Wall Street Plans $38 Billion of Bonuses as Shareholders Lose By Christine Harper
Shareholders in the securities industry are having their worst year since 2002, losing $74 billion of their equity. That won't prevent Wall Street from paying record bonuses, totaling almost $38 billion.

Goldman's record earnings and gains at Morgan Stanley and Lehman mean all the New York-based firms will be forced to pay more in a year when all but Goldman lost more than 20 percent of their market value, said Charles Geisst, finance professor at Manhattan College in Riverdale, New York.

The bigger bonus pool derives from a record $9 billion of fees for arranging acquisitions and $5 billion for underwriting initial public offerings and sales of junk bonds, the most lucrative securities, Bloomberg data show.

The industry's bonuses are larger than the gross domestic products of Sri Lanka, Lebanon or Bulgaria. The average $201,500 bonus is more than four times the $48,201 median household income in the U.S. last year, according to U.S. Census Bureau statistics.

The size of the payouts is a concern given how badly the shares of most securities firms have performed this year, said Fitzpatrick of Johnson Asset Management.

"They're paid very handsomely in good times because they're supposed to take a hit in bad times," Fitzpatrick said. "Performance has dwindled this year, and I think they should feel that."

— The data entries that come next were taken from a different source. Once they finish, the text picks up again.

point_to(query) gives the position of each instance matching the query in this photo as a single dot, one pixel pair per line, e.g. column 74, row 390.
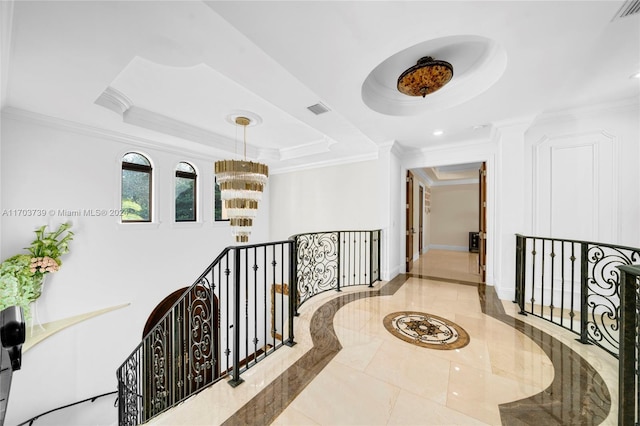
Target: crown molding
column 274, row 170
column 114, row 100
column 119, row 103
column 93, row 131
column 313, row 148
column 565, row 114
column 456, row 182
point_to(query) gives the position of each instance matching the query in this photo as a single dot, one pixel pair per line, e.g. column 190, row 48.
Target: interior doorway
column 456, row 260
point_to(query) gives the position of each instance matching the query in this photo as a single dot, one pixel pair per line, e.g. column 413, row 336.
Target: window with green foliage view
column 136, row 188
column 185, row 193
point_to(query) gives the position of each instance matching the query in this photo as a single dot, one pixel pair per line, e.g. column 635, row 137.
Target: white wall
column 454, row 213
column 344, row 197
column 584, row 175
column 51, row 167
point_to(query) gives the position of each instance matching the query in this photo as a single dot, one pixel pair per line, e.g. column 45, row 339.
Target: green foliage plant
column 21, row 276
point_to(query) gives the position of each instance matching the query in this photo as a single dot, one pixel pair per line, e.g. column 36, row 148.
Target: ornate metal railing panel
column 332, row 260
column 235, row 314
column 575, row 284
column 239, row 311
column 629, row 371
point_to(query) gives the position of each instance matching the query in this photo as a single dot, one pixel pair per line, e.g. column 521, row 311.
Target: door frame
column 409, row 228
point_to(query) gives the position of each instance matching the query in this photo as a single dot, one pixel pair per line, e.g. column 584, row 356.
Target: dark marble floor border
column 577, row 396
column 446, row 280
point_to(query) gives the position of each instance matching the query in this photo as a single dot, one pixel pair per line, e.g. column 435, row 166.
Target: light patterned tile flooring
column 378, row 379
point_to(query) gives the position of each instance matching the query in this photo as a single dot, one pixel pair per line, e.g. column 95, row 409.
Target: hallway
column 364, row 374
column 447, row 264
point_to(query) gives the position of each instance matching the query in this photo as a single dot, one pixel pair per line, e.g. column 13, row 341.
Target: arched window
column 136, row 188
column 185, row 193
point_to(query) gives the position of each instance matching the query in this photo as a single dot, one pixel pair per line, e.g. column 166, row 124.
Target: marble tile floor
column 347, row 369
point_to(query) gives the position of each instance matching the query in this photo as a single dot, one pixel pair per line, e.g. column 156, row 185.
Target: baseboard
column 389, row 274
column 445, row 247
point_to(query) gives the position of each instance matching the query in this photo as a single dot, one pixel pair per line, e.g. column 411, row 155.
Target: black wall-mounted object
column 474, row 242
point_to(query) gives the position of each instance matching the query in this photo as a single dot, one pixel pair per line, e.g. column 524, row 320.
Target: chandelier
column 427, row 76
column 241, row 185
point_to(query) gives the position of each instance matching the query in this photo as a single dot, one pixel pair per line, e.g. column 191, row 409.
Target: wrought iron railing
column 239, row 311
column 233, row 316
column 333, row 260
column 629, row 373
column 574, row 284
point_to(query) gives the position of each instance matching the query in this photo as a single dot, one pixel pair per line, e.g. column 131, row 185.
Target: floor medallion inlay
column 426, row 330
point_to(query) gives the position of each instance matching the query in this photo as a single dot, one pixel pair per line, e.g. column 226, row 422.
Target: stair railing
column 234, row 315
column 334, row 260
column 237, row 312
column 591, row 289
column 629, row 373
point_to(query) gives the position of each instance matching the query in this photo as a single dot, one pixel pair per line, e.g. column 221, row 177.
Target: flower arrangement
column 21, row 276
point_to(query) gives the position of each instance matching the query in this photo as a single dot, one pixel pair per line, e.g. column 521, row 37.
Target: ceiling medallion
column 241, row 185
column 426, row 330
column 427, row 76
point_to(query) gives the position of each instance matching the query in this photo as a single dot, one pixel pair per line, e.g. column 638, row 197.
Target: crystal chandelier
column 241, row 185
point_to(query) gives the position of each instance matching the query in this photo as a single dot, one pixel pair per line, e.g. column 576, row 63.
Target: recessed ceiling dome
column 479, row 63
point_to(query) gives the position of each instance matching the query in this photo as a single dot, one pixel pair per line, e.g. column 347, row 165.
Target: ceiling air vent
column 629, row 7
column 319, row 108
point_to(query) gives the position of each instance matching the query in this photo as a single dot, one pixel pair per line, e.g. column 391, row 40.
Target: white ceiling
column 177, row 72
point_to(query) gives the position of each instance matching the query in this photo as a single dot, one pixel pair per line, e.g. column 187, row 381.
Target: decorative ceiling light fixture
column 241, row 185
column 427, row 76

There's plenty more on this floating around the web and wires. For instance,

Goldman Sachs Rakes in Profit in Credit Crisis
Goldman’s business is built on taking risks, both for itself and its clients. In recent years, Goldman has established the largest private equity and real estate fund complexes in the world. That has led to natural tensions with private equity clients who sometimes complain, but never publicly, about Goldman’s common insistence to team up with them for a piece of the deal.

“Goldman has done the best job of any firm in the U.S. or world competing with their clients but doing business with them,” said one client who asked not to be named because he does business with the firm. “They’ve managed to get their clients to live with it.”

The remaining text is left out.